Still, they demanded to see Travis, and when the former star football player emerged from the house, one of the men "sucker-punched him," Linda Rudolph stated. Rudolph then said a "brawl" ensued as the men attacked both Travis and her other son, Darryl.

Linda Rudolph insisted she tried repeatedly to "de-escalate" the fight, but none of the men battering her sons would listen to her, she added.

Night started with Bible study before phone call from Dominique Jones

Linda Rudolph testified she had gone to her sister's for Bible study early on the evening of April 6. Afterward, she said, they watched a movie.

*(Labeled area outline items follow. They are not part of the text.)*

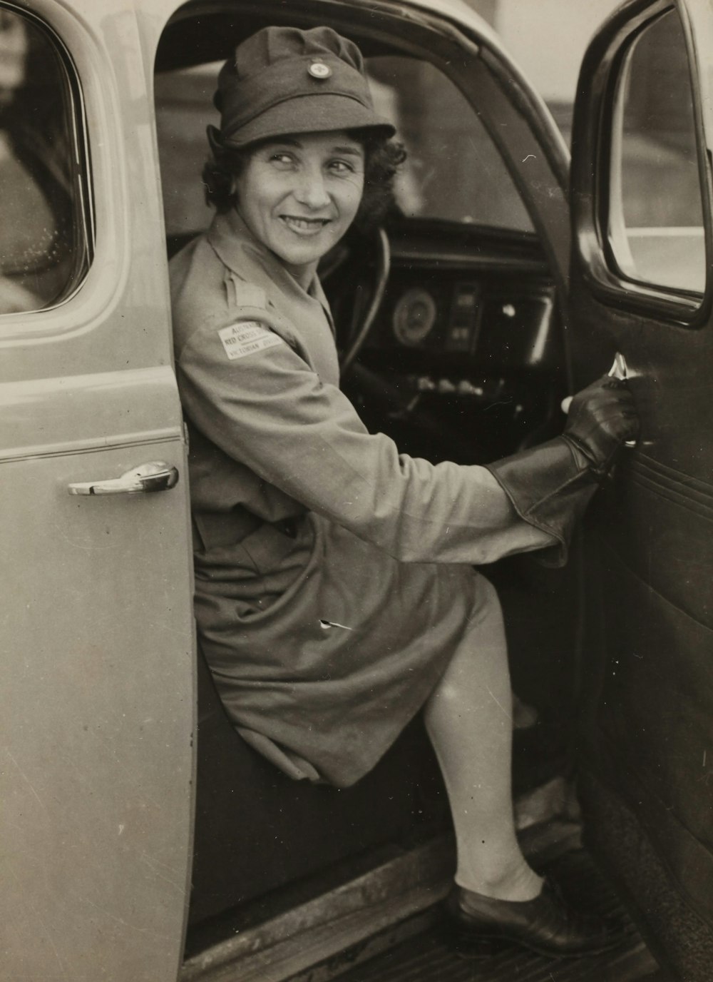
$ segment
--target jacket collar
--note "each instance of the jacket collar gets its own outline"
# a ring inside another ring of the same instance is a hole
[[[241,278],[254,276],[266,279],[284,293],[287,298],[317,300],[325,310],[332,327],[331,311],[317,274],[304,290],[278,256],[257,239],[234,208],[218,214],[208,231],[208,242],[224,265]]]

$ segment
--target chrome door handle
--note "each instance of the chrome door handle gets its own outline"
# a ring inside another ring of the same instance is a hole
[[[68,485],[70,494],[139,494],[149,491],[169,491],[178,483],[178,471],[163,461],[139,464],[121,477],[105,481],[81,481]]]

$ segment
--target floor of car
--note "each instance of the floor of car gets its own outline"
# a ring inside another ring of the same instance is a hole
[[[489,957],[469,956],[450,937],[440,911],[431,911],[412,918],[410,925],[401,925],[404,935],[410,936],[388,944],[381,955],[322,978],[332,982],[673,982],[657,965],[584,849],[567,851],[549,863],[548,870],[581,907],[623,920],[619,946],[582,958],[552,959],[514,948]],[[351,954],[359,959],[358,953]],[[341,955],[344,959],[349,956],[348,952]],[[306,982],[306,978],[296,976],[291,982]],[[309,979],[322,982],[314,968]]]
[[[543,815],[550,817],[542,821]],[[552,960],[517,951],[476,959],[449,937],[441,900],[454,864],[450,836],[393,856],[321,897],[188,956],[181,982],[672,982],[582,846],[567,786],[557,779],[516,802],[530,861],[578,906],[617,914],[621,944]]]

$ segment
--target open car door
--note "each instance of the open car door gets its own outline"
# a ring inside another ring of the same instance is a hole
[[[641,417],[586,527],[591,846],[687,982],[713,957],[713,9],[632,0],[585,58],[573,136],[577,386]]]
[[[75,6],[0,2],[0,975],[169,982],[190,858],[185,438],[135,20]]]

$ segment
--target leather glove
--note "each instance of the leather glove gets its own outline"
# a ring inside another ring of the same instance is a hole
[[[563,439],[589,461],[602,478],[627,440],[638,436],[638,418],[626,382],[603,375],[572,400]]]
[[[605,375],[574,397],[562,436],[486,465],[523,521],[555,540],[554,549],[540,553],[541,563],[567,562],[577,519],[619,448],[637,434],[626,382]]]

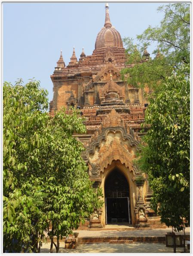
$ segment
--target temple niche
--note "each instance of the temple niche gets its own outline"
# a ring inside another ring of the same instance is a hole
[[[86,120],[86,134],[76,136],[85,147],[83,158],[93,187],[102,189],[104,204],[94,209],[85,225],[102,228],[110,223],[126,222],[158,227],[161,224],[150,208],[152,191],[147,176],[133,162],[147,102],[141,89],[121,80],[121,69],[130,66],[126,64],[125,49],[112,25],[109,9],[106,4],[104,24],[92,55],[86,56],[83,49],[78,60],[74,47],[66,65],[61,51],[51,75],[54,93],[50,115],[61,107],[67,112],[73,107],[80,109]],[[146,48],[144,54],[142,61],[148,61]]]

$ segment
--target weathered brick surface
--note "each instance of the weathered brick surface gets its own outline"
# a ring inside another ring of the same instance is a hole
[[[107,6],[107,10],[108,11]],[[106,13],[105,20],[108,20],[108,13]],[[54,116],[62,106],[67,113],[70,106],[80,107],[87,133],[74,136],[85,147],[83,158],[90,178],[98,182],[104,193],[107,174],[113,167],[119,166],[129,184],[131,218],[135,225],[140,203],[146,215],[150,210],[149,203],[145,201],[149,190],[145,176],[145,182],[140,189],[142,196],[139,201],[139,187],[135,182],[139,174],[133,160],[141,142],[141,125],[147,108],[144,92],[151,91],[148,85],[144,90],[122,80],[121,69],[132,65],[126,63],[128,57],[120,34],[110,23],[109,21],[105,22],[104,27],[98,34],[92,55],[86,56],[83,50],[77,61],[74,49],[70,61],[66,66],[61,55],[51,75],[54,94],[50,113]],[[147,50],[145,53],[148,55]],[[105,225],[105,211],[104,206],[100,216],[101,226]],[[150,224],[156,226],[160,222]],[[86,228],[89,225],[89,222],[86,222],[80,228]]]

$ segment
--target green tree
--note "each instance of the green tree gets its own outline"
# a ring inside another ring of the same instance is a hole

Later in the evening, Linda said she got a call from an angry Dominque Jones. Linda Rudolph said Jones was "screaming and hollering," Linda said, adding that Jones added her brother and friends were "going to f*** him up."

Linda said she "had always treated her like my child" in speaking about Jones, but had only met Jones' mother and brother on fewer than a handful of occasions.

"I really had a lot of love for her," Linda said of Jones.

Defense calls Linda Rudolph, Travis Rudolph's mother, as a witness

Monday's proceedings began with Rudolph's defense team calling Linda Rudolph, Travis Rudolph's mother, as a witness.

She testified that she secured her home with three extra surveillance cameras in addition to the six she already had after the "accidental" shooting death of her husband in 2017. She said the loss of her husband accentuated her fears about security

"I was really by myself," she testified.